The Trump administration is contemplating a much bigger market intervention that could make a difference by making the case that shoring up money-losing coal and nuclear plants is essential to national security.
Under the strategy outlined in a May memo, the president would seize sweeping authority under the 68-year-old Defense Production Act to force grid operators to buy electricity from specific power plants at risk of closing. The approach also would include establishing a strategic reserve of critical power generators: a stable of coal and nuclear plants that could be revved up in case of an emergency.
Critics are vowing to fight that action in court.
Opponents of the Trump administration’s Clean Power Plan rewrite — including former EPA officials who drafted the original regulation — say the new effort amounts to political pandering.
“They are continuing to play to their base. This is all about coal at all cost,” former EPA Administrator Gina McCarthy told reporters on a Monday conference call. “One of the reasons to be distraught about this is that it really makes false promises that we can actually return to coal as our major and compelling source for energy production, which is simply not the case. Coal is not competitive.”

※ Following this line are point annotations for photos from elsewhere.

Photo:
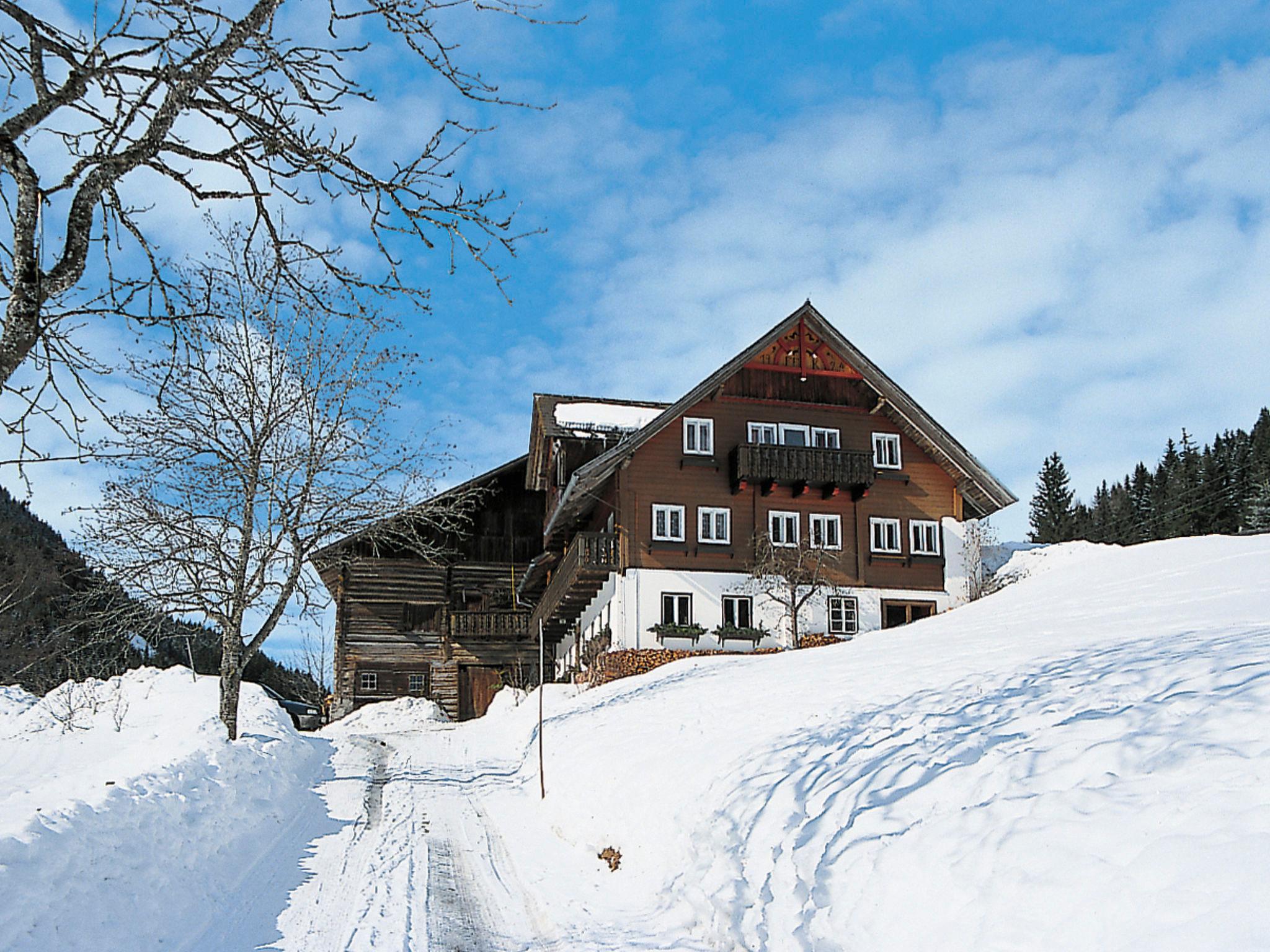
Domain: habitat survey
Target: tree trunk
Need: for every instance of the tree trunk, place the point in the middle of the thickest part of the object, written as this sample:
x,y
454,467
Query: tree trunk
x,y
231,681
794,609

Although domestic consumption continues to erode, American coal production rebounded during Trump’s first year in office, mostly driven by increased exports. While production is projected to decline slightly this year — down from 774 million short tons in 2017 to 766 million short tons — export volumes are still on track to be 71 percent higher than the 60 million metric tons shipped overseas in 2016.
Trump policy changes may help domestic demand at the margin, said Jeremy Sussman, an analyst at Clarksons Platou Securities, Inc. “But the biggest driver of incremental demand will come from the export market.”
In West Virginia, layoffs began giving way to job fairs and mining companies poaching talent from rivals right around Election Day in 2016. That was mostly because of surging global prices tied to rising coal imports in Asia — but industry backers also credit Trump. Gone, they say, is the unpredictability of the Obama administration when the rules were “changing constantly and everything was impossible to comply with,” said Bill Raney, president of the West Virginia Coal Association.
“When the guy that lives in the big house in Washington recognizes how important coal miners are to everyone’s standards of living, it’s critical,” Raney said. “It’s kind of like your dad: When he thought you did something good, you feel a whole lot better about yourself.”